Tak lama Antok mulai sadar, melihat Randi yang sedang menaburkan bensin didepan dan sekitar Antok membentuk lingkaran, Antok mencoba meronta hendak melepaskan ikatannya.

"Lepaskan....Lepaskan aku.." Ujar Antok.

Randi yang sudah selesai menaburkan bensin di sekitar Antok, lalu melempar jerigen bensin itu.

Randi berdiri menatap Antok, Randi memutar lehernya, berbunyi "Kreek"

Lalu Randi menyeringai mendekati Antok.

"Jangan cengeng, jangan jadi penakut. Bukannya elu dulu kayak jawara nantang dan ngancam gua?" Ujar Randi .

"Lepaskan Aku!" Ujar Antok.

"Ini akibatnya kalo lu ngerendahin gua." Ujar Randi.
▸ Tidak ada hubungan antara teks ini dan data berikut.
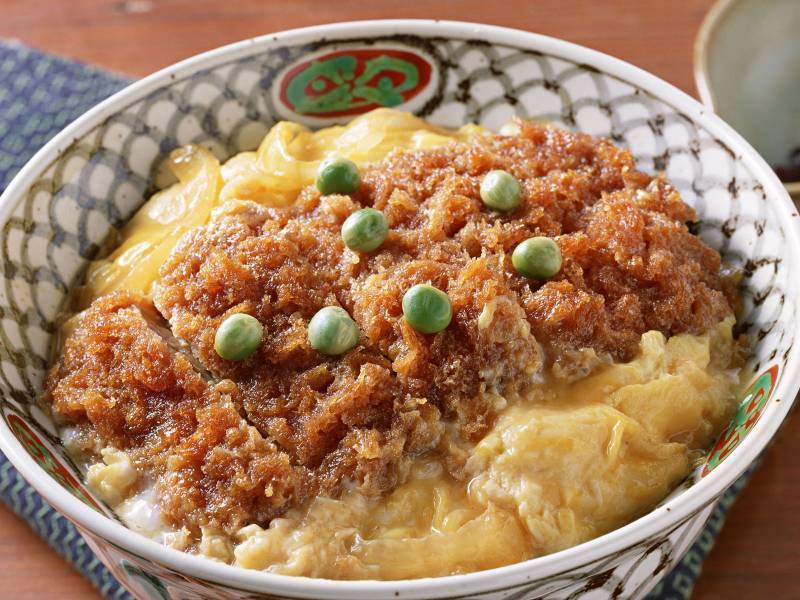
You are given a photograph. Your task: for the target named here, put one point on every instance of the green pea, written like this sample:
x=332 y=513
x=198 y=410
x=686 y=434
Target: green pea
x=332 y=331
x=427 y=309
x=537 y=258
x=500 y=191
x=238 y=337
x=365 y=230
x=338 y=176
Randi lalu melangkah , wajahnya mendekati wajah Antok, tangan Randi mencengkram dagu Antok.

Lalu Randi berkata dekat ke wajah Antok.

"Kalo elu dulu gak ngancam gua mau habisin gua, elu gak kan berakhir disini"
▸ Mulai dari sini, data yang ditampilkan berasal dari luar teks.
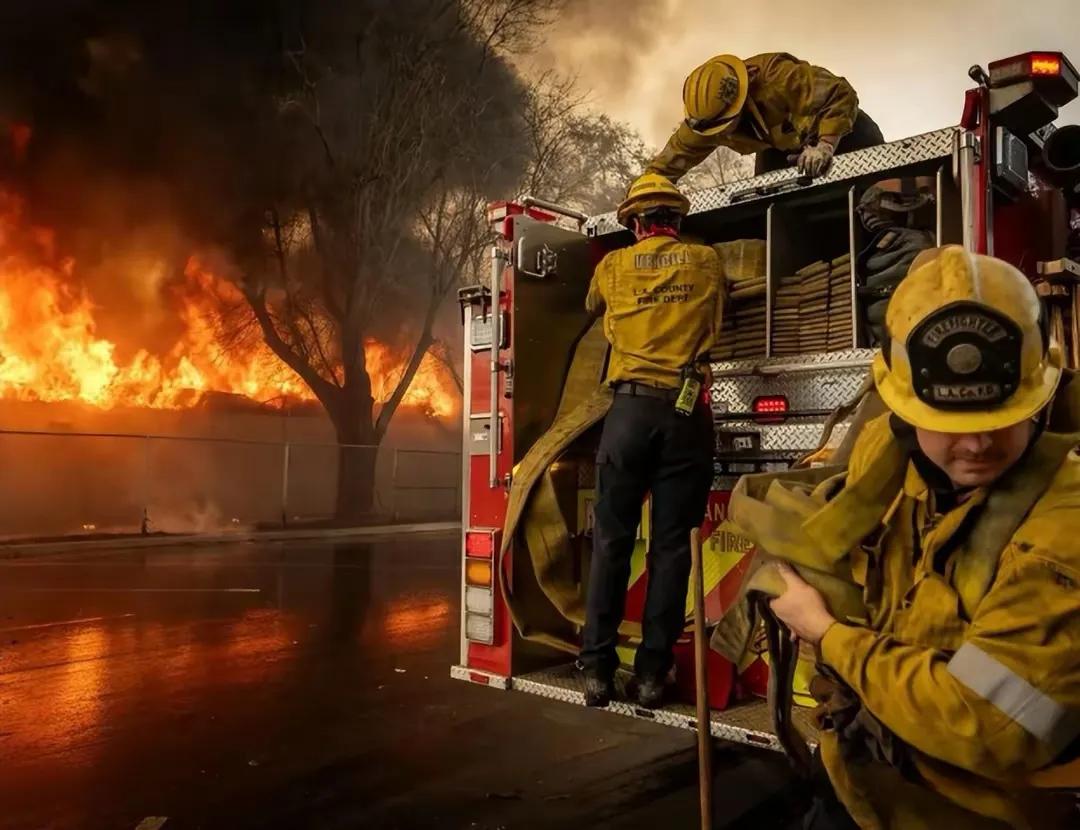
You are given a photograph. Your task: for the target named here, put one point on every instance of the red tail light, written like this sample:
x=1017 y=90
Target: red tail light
x=769 y=408
x=480 y=543
x=770 y=404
"Semua gara gara elu, Kalo dulu elu ngakuin kesalahan dan jelasin ke ibu lu yang tolol itu, keluarga lu pasti masih utuh." Ujar Randi pada Antok.

"Lepaaaaasssiiiin guaaaa..." Teriak Antok.

Randi berjalan ke meja , mengambil sebuah alat yang ada dimeja itu, mendekati Antok. Melihat itu Antok sangat ketakutan.

"Toooolllooooonggg....Tooollloooonggg..." Teriak Antok.

"Lebih keras lagi teriaknya, sekeras apapun elu teriak gak bakal ada yang dengar." Ujar Randi pada Antok. Randi mengarahkan alat yang dipegangnya ke wajah Antok, melihat itu Antok semakin takut.

"Maafin saya...Maafin saya Maas, saya ngaku salah, maafiiin saya, tolong jangan bunuh sayaa." Ujar Antok yang berubah menjadi memelas pada Randi karena melihat sebuah alat dipegang Randi. Randi hanya menyeringai kecil menatap wajah Antok.

"Mulutmu itu harus diberi pelajaran agar gak mudah mengeluarkan omongan busuk." Ujar Randi pada Antok.

Antok meronta ronta ketakutan, berusaha melepaskan diri.

Randi mengarahkan alat itu ke wajah Antok, perlahan lahan, semakin dekat, semakin dekat, mata Antok terlihat ketakutan, alat itu semakin dekat kewajah Antok, mengarah ke mulutnya.